Before I begin to give you the basics, please allow me to say that today I will cover just that: the bare minimum basics. In order for you to learn the right way to store your food, you should definitely consider ordering the DVD set Food Storage Secrets. These 2 DVDs contain everything that you need to know in terms of survival food storage. The information contained in these DVDs will allow you to not only store food to keep your family alive in a crisis situation, but it will allow you to store food that tastes good. Really good. When you can vegetables, fruits, and meats using the methods described in these DVDs, they will taste even better than store-bought products. So these DVDs are a really valuable guide. Again, I would encourage you to order Food Storage Secrets today.
Now, on to the basics.
How to Store Food
*Plastic buckets- Generally speaking, I use food grade plastic buckets to store all my dry goods. There is some controversy over whether plastic can be used to store food long-term. Before purchasing a supply of buckets, contact the manufacturer to ensure that they are intended for food storage and not chemicals or solvents. Restaurants use plastic buckets for food storage all the time, so if you’d like you can even contact a local restaurant to see if you can get some used ones for cheap or free. When filling a plastic bucket with dry goods, such as wheat, rice, or beans, stop periodically and gently shake the bucket to get the contents to settle. Fill it all the way up to within 1/2 inch of the top of the bucket. This will reduce the amount of air that stays in the bucket, and reduce your chances of spoilage.

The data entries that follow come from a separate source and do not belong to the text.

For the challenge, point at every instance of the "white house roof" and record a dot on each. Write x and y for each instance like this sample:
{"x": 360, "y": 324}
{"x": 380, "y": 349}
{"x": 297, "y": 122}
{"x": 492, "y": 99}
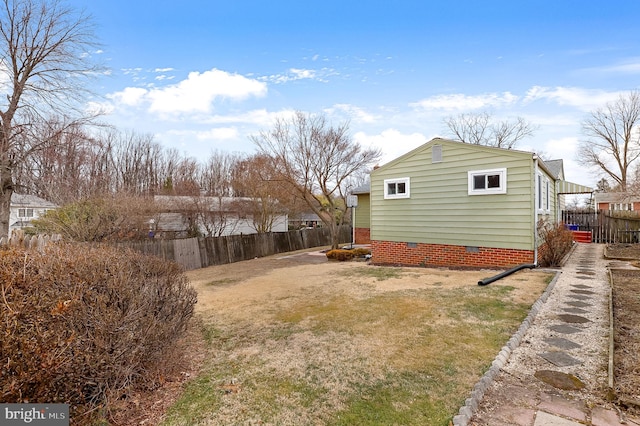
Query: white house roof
{"x": 24, "y": 200}
{"x": 616, "y": 197}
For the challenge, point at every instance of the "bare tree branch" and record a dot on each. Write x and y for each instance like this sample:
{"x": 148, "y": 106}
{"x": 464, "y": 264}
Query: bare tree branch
{"x": 479, "y": 129}
{"x": 612, "y": 143}
{"x": 316, "y": 159}
{"x": 46, "y": 51}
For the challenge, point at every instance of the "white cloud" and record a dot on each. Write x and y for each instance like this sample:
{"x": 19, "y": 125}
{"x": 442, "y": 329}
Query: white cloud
{"x": 130, "y": 96}
{"x": 196, "y": 93}
{"x": 391, "y": 142}
{"x": 584, "y": 99}
{"x": 353, "y": 112}
{"x": 462, "y": 102}
{"x": 295, "y": 74}
{"x": 257, "y": 118}
{"x": 218, "y": 133}
{"x": 199, "y": 90}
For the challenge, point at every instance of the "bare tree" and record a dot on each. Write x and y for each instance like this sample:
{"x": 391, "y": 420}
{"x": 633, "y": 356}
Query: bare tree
{"x": 255, "y": 181}
{"x": 613, "y": 139}
{"x": 480, "y": 129}
{"x": 45, "y": 54}
{"x": 315, "y": 159}
{"x": 216, "y": 176}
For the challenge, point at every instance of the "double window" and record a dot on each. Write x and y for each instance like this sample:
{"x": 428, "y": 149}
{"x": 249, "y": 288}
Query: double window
{"x": 396, "y": 188}
{"x": 621, "y": 206}
{"x": 25, "y": 213}
{"x": 486, "y": 182}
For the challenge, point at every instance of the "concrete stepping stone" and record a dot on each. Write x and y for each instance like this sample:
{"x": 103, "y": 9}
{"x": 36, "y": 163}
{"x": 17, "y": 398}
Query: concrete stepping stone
{"x": 562, "y": 343}
{"x": 560, "y": 359}
{"x": 575, "y": 311}
{"x": 579, "y": 297}
{"x": 583, "y": 291}
{"x": 565, "y": 329}
{"x": 559, "y": 380}
{"x": 579, "y": 304}
{"x": 573, "y": 319}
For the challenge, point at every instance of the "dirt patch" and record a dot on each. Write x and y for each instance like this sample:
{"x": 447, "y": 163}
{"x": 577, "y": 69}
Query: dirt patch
{"x": 626, "y": 308}
{"x": 303, "y": 340}
{"x": 624, "y": 251}
{"x": 296, "y": 339}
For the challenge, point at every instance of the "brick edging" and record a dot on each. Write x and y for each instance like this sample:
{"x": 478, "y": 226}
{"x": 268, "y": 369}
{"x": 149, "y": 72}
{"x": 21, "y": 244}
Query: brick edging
{"x": 477, "y": 393}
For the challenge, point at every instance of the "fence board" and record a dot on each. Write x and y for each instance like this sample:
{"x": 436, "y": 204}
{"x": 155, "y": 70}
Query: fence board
{"x": 606, "y": 226}
{"x": 193, "y": 253}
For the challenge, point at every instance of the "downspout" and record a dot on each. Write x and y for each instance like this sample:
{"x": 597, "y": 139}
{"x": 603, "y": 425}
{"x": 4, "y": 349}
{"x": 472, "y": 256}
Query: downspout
{"x": 535, "y": 209}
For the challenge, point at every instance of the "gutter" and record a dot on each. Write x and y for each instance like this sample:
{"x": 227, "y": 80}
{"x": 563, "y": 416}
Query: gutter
{"x": 506, "y": 273}
{"x": 535, "y": 210}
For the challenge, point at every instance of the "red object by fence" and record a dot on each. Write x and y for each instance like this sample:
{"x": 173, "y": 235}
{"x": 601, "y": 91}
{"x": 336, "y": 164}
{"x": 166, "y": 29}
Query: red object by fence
{"x": 582, "y": 236}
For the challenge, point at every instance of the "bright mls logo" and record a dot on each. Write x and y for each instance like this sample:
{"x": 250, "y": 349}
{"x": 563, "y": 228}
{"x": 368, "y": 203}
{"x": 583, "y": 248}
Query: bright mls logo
{"x": 37, "y": 414}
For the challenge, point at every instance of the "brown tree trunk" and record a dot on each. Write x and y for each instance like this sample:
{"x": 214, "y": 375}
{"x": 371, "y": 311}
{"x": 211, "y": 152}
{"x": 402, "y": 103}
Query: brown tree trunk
{"x": 6, "y": 190}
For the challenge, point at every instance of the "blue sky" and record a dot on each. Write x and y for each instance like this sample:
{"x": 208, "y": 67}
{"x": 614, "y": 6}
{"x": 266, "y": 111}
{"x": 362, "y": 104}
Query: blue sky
{"x": 204, "y": 75}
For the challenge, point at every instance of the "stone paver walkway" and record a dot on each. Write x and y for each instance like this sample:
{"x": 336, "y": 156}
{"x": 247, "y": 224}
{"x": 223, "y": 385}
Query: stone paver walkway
{"x": 557, "y": 375}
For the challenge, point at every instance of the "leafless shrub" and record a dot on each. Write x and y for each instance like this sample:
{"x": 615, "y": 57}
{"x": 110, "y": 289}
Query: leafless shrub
{"x": 83, "y": 325}
{"x": 557, "y": 241}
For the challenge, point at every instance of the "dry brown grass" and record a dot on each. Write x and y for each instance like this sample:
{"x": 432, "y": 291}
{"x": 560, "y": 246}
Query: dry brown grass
{"x": 345, "y": 343}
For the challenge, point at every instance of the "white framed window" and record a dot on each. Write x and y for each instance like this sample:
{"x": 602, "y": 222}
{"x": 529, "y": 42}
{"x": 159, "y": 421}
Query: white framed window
{"x": 543, "y": 194}
{"x": 26, "y": 213}
{"x": 486, "y": 182}
{"x": 621, "y": 206}
{"x": 547, "y": 198}
{"x": 397, "y": 188}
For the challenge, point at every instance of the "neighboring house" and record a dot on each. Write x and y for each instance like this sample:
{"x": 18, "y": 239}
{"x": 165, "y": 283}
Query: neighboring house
{"x": 305, "y": 220}
{"x": 180, "y": 216}
{"x": 449, "y": 203}
{"x": 617, "y": 201}
{"x": 362, "y": 214}
{"x": 25, "y": 208}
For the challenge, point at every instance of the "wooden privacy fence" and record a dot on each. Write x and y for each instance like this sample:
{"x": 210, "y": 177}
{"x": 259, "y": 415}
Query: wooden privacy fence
{"x": 606, "y": 226}
{"x": 195, "y": 253}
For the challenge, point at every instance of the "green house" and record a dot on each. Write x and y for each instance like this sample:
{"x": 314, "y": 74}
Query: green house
{"x": 449, "y": 203}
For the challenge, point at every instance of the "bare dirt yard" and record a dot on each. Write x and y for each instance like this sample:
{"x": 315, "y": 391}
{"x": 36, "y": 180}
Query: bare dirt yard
{"x": 626, "y": 309}
{"x": 296, "y": 339}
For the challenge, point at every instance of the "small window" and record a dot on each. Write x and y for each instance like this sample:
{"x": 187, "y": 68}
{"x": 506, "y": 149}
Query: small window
{"x": 436, "y": 154}
{"x": 25, "y": 212}
{"x": 485, "y": 182}
{"x": 547, "y": 198}
{"x": 396, "y": 188}
{"x": 621, "y": 206}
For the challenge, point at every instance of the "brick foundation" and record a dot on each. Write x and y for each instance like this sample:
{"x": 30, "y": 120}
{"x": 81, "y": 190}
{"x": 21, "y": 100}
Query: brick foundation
{"x": 363, "y": 236}
{"x": 418, "y": 254}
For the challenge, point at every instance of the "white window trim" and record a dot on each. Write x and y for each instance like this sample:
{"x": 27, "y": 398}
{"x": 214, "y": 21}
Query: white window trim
{"x": 26, "y": 210}
{"x": 543, "y": 194}
{"x": 547, "y": 198}
{"x": 621, "y": 206}
{"x": 406, "y": 194}
{"x": 488, "y": 191}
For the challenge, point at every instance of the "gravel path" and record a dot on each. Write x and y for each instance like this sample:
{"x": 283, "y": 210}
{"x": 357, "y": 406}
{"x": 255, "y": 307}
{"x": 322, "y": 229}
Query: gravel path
{"x": 568, "y": 337}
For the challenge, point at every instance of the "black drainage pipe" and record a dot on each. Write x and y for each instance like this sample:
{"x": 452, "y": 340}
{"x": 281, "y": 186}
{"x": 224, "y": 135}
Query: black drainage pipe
{"x": 506, "y": 273}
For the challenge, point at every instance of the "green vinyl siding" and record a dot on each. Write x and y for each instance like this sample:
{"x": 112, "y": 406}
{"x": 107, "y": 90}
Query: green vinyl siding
{"x": 363, "y": 212}
{"x": 440, "y": 210}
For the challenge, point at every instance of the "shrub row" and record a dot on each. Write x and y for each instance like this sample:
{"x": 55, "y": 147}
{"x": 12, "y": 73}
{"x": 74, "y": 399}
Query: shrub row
{"x": 557, "y": 241}
{"x": 81, "y": 325}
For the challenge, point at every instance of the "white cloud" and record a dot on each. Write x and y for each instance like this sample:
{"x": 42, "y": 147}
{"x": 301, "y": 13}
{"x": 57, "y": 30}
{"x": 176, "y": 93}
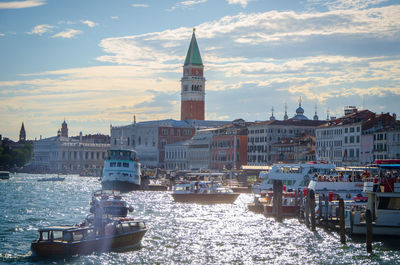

*Oxygen absorbers- Before you start storing food, you should definitely order some oxygen absorbers. You can get 500 of them for just about 15 bucks. I place 3 or 4 of these in each 5-gallon plastic bucket that I use for dry goods. These are extremely useful, since foods that are stored without oxygen last much longer. The trick in to place the oxygen absorbers in the bucket on top of the food, then quickly nail on the lid with a rubber mallet to create a tight, leak-free seal and a partial vacuum. This leaves the food in an atmosphere of 99% pure nitrogen. A tip to getting your oxygen absorbers to last a long time before using them is to store them appropriately. Remember that once you open the package, they will start to absorb oxygen around them right away. Keep your unused oxygen absorbers in a glass jar with a tight-fitting lid.
*Glass jars- For fruits and vegetables, you really can’t beat old fashioned canning in glass jars. Glass jars are cheap to buy, and easy to use and sterilize. You can refer to my blog A Good Reason To Can Your Own Vegetables for links to sites that will guide you through your first canning experience. Once you have done it a few times, you will have committed the process to memory. You may find instructions online for refrigerator pickles, such as in my Lacto-Fermentation blog. It is important to note that these methods are for quick consumption, not long-term storage. Fruits and vegetables that you will to store for long periods of time must be canned using a heat process, or dried and vacuum packed.